In order to limit the number of possible search strings, we limit each KMS configuration to only have two secrets, one in rotation and one current. Rotation cannot be initiated again until the in-process rotation has been completed.
Recovering Data
If you need to recover data encrypted using IronCore’s deterministic encryption feature in SaaS Shield without using SaaS Shield, you can independently decrypt the data in cooperation with your tenants. The Configuration Broker provides a button to download a .zip file of encrypted secret data. The contents of the file look like this:
JSON{ "result": [ { "tenantProvidedId": "test-tenant-four", "numericId": 18, "id": "b30217e5-9962-4021-9208-cb122d276441", "tenantSecretId": 122, "secretFingerprint": "C5RjRgfjkQ+IAim/25Z/tGwh6HKtXGqZKUcchPL4wHo=", "secretPath": "customerRec", "kmsConfigId": 495, "migrationStatus": 1, "encryptedSecret": "xxxxxx", "rotationStatus": 1, "secretType": 2, "created": 1689187641725, "updated": 1689187641725 }, ... ] }
Each of the encrypted secrets can be decrypted using the KMS configuration that was used to encrypt it.
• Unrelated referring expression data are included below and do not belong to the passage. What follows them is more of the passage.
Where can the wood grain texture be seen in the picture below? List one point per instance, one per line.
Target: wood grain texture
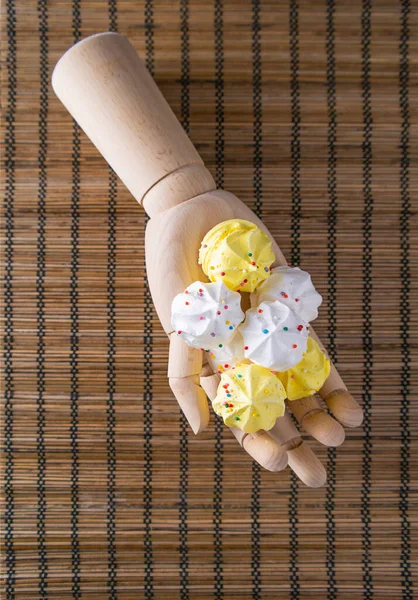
(308, 113)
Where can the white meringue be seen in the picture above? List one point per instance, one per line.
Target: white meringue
(227, 357)
(206, 315)
(293, 287)
(274, 336)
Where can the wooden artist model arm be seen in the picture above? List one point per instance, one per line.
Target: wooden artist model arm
(107, 89)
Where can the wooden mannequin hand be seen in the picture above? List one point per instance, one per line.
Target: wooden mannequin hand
(109, 92)
(173, 240)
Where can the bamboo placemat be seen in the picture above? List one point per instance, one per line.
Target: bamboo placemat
(308, 112)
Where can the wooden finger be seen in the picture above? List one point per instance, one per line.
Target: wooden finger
(260, 446)
(301, 459)
(263, 449)
(184, 366)
(336, 396)
(315, 421)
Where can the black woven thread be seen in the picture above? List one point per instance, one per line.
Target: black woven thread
(112, 8)
(112, 565)
(75, 218)
(295, 258)
(40, 291)
(111, 388)
(257, 109)
(295, 142)
(9, 160)
(332, 283)
(258, 207)
(147, 492)
(219, 178)
(184, 426)
(367, 297)
(405, 309)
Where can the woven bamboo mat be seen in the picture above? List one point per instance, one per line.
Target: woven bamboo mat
(308, 112)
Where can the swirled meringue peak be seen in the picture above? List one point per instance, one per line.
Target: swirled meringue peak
(274, 336)
(238, 253)
(227, 357)
(293, 287)
(206, 315)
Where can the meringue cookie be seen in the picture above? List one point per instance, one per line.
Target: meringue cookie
(206, 315)
(309, 375)
(250, 398)
(238, 253)
(292, 287)
(227, 357)
(274, 336)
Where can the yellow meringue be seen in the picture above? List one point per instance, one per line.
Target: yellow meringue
(309, 375)
(250, 398)
(238, 253)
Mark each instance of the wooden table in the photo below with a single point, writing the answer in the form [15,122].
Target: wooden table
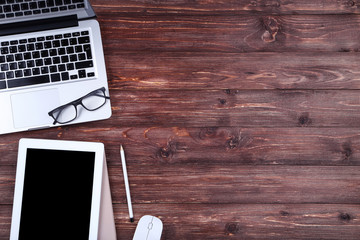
[240,119]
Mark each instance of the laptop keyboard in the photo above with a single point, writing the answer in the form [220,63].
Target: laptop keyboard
[46,59]
[20,8]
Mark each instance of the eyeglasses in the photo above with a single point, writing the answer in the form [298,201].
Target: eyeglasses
[68,112]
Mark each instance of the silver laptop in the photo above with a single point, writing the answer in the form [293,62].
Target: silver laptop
[52,69]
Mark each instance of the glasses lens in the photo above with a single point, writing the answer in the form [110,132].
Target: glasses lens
[94,101]
[65,114]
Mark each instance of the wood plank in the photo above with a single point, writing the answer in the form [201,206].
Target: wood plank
[235,34]
[224,184]
[208,145]
[207,221]
[150,70]
[248,221]
[211,7]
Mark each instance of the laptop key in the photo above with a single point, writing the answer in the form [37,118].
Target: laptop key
[21,82]
[2,84]
[55,77]
[84,64]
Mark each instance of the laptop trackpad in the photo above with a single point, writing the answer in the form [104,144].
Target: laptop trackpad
[31,109]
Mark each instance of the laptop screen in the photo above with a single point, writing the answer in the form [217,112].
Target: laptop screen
[57,194]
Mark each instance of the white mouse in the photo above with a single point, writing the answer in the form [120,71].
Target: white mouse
[148,228]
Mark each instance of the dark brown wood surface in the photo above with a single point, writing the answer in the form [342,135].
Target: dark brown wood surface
[240,119]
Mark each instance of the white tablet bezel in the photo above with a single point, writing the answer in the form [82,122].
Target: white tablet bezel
[26,143]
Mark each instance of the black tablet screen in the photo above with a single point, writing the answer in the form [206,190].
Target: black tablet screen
[57,194]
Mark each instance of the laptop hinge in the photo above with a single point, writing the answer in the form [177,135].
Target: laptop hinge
[39,25]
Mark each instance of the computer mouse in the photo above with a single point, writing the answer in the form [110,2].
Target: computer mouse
[148,228]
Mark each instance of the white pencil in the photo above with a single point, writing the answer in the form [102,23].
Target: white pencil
[127,189]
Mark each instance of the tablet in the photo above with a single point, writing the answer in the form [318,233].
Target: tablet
[57,190]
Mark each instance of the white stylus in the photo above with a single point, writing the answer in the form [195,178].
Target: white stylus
[126,180]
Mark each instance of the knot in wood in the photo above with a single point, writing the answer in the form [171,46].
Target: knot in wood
[207,132]
[165,152]
[271,29]
[345,217]
[233,142]
[284,213]
[222,101]
[304,120]
[231,228]
[231,92]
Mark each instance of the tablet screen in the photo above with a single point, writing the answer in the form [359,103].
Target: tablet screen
[57,194]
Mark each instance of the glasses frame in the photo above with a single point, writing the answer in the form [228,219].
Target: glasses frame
[76,103]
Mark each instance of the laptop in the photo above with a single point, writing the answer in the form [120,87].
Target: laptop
[50,55]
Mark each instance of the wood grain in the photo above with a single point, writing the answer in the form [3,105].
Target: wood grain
[249,221]
[240,119]
[224,184]
[235,108]
[197,71]
[227,7]
[233,34]
[209,145]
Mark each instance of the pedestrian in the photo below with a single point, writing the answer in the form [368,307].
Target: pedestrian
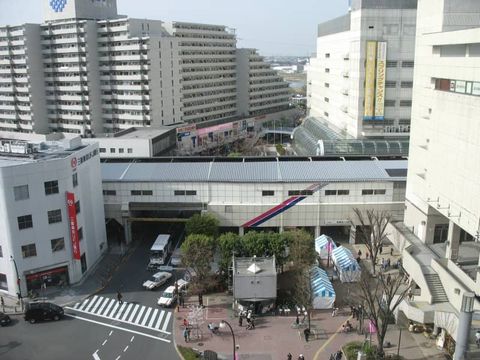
[119,297]
[306,333]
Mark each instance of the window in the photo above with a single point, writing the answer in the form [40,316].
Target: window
[51,187]
[407,64]
[24,222]
[21,192]
[54,216]
[3,282]
[29,250]
[57,244]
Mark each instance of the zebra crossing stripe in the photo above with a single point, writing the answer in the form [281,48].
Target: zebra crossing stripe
[145,318]
[109,307]
[152,320]
[91,303]
[134,311]
[130,306]
[167,319]
[137,320]
[159,321]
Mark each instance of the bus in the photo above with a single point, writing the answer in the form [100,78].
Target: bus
[160,250]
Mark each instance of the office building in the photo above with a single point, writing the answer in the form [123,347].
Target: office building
[360,82]
[88,70]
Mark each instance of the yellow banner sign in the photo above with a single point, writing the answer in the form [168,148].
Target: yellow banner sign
[371,55]
[380,82]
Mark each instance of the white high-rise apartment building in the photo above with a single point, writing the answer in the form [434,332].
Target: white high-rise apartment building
[88,70]
[440,235]
[360,97]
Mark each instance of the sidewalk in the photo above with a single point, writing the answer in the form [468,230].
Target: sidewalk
[92,284]
[274,337]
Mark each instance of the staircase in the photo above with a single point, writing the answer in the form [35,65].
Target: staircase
[436,288]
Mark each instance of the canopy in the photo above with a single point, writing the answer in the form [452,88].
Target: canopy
[323,293]
[322,244]
[347,267]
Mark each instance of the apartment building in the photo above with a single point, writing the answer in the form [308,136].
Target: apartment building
[440,235]
[88,70]
[52,215]
[360,82]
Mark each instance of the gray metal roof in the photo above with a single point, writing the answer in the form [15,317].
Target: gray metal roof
[254,171]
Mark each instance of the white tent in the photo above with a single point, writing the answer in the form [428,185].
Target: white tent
[322,289]
[322,243]
[347,267]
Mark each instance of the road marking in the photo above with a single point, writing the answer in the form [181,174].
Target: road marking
[118,328]
[134,311]
[159,321]
[124,317]
[165,324]
[137,320]
[329,340]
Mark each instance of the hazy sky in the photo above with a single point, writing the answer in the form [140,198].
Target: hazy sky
[275,27]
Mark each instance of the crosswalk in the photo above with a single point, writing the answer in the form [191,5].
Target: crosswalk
[129,313]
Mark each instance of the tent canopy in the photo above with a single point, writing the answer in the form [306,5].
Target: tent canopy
[322,290]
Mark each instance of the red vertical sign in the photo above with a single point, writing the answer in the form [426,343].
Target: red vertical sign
[72,222]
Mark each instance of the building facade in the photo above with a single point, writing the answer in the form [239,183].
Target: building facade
[440,233]
[88,70]
[360,81]
[52,215]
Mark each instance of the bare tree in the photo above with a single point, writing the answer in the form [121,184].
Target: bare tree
[381,296]
[372,233]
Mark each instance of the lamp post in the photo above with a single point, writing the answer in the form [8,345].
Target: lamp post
[224,323]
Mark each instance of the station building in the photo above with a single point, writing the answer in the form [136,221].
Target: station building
[51,213]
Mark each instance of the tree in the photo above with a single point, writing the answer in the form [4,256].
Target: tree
[197,254]
[381,296]
[205,224]
[372,232]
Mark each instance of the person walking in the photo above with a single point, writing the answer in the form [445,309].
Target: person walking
[119,297]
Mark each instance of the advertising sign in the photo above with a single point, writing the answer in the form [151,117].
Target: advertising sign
[380,82]
[371,55]
[72,221]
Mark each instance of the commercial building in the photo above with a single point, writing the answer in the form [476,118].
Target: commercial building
[51,213]
[439,238]
[88,70]
[263,193]
[360,81]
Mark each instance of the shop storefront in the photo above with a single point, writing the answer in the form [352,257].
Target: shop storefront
[52,277]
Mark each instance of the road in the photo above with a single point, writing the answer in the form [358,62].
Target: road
[100,328]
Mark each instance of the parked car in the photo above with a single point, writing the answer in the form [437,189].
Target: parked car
[169,296]
[42,311]
[157,280]
[4,319]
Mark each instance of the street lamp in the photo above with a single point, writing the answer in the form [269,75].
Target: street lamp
[224,323]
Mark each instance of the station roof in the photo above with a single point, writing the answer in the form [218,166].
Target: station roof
[260,171]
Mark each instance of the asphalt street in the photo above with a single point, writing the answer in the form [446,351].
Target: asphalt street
[100,328]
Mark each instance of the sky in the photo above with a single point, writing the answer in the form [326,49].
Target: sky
[274,27]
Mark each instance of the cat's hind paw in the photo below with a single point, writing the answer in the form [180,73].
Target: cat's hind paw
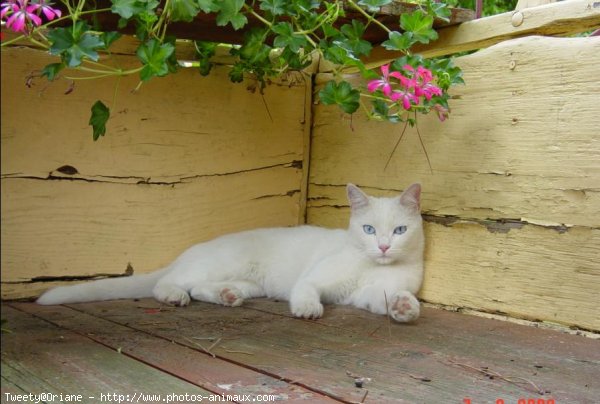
[171,295]
[231,297]
[404,307]
[307,309]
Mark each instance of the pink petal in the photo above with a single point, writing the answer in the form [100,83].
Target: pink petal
[373,85]
[386,88]
[406,103]
[16,22]
[50,13]
[385,69]
[37,21]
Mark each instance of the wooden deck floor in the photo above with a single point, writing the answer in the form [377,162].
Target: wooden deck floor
[128,350]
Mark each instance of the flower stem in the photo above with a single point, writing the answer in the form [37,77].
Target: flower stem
[368,16]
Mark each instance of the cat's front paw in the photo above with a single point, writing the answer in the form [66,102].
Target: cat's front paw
[404,307]
[171,295]
[307,309]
There is an explanation of the process to follow here. A given encrypted data value will have a six-byte prefix containing the tenant secret ID (six bytes of binary data, which might expand if you encode that data using a string representation like base64 or hex). Find the encrypted secret you need for a given tenant secret ID and secret path, then work with your tenant to get access to the KMS to decrypt the encrypted secret (or provide them with the secrets to decrypt). Once you have recovered the secret, you can use the HMAC-SHA512 algorithm with the secret as the key to hash a string containing the tenant provided ID, a hyphen, and the derivation path. The output of the hash is the key you can provide to the AES-SIV algorithm to decrypt their encrypted data, after you have stripped the prefix that specifies the secret ID.
A full NodeJS code example of this process is available in our TSC-node disaster recovery example. The same process laid out there can be applied in any language.
Pro Tip
If your sensitive fields don’t require exact match search, we strongly recommend that you use the randomized encryption and decryption functions provided by the Alloy SDK rather than the deterministic encryption functions. That prevents anyone with access to your data store from identifying records that have the same value for a sensitive field.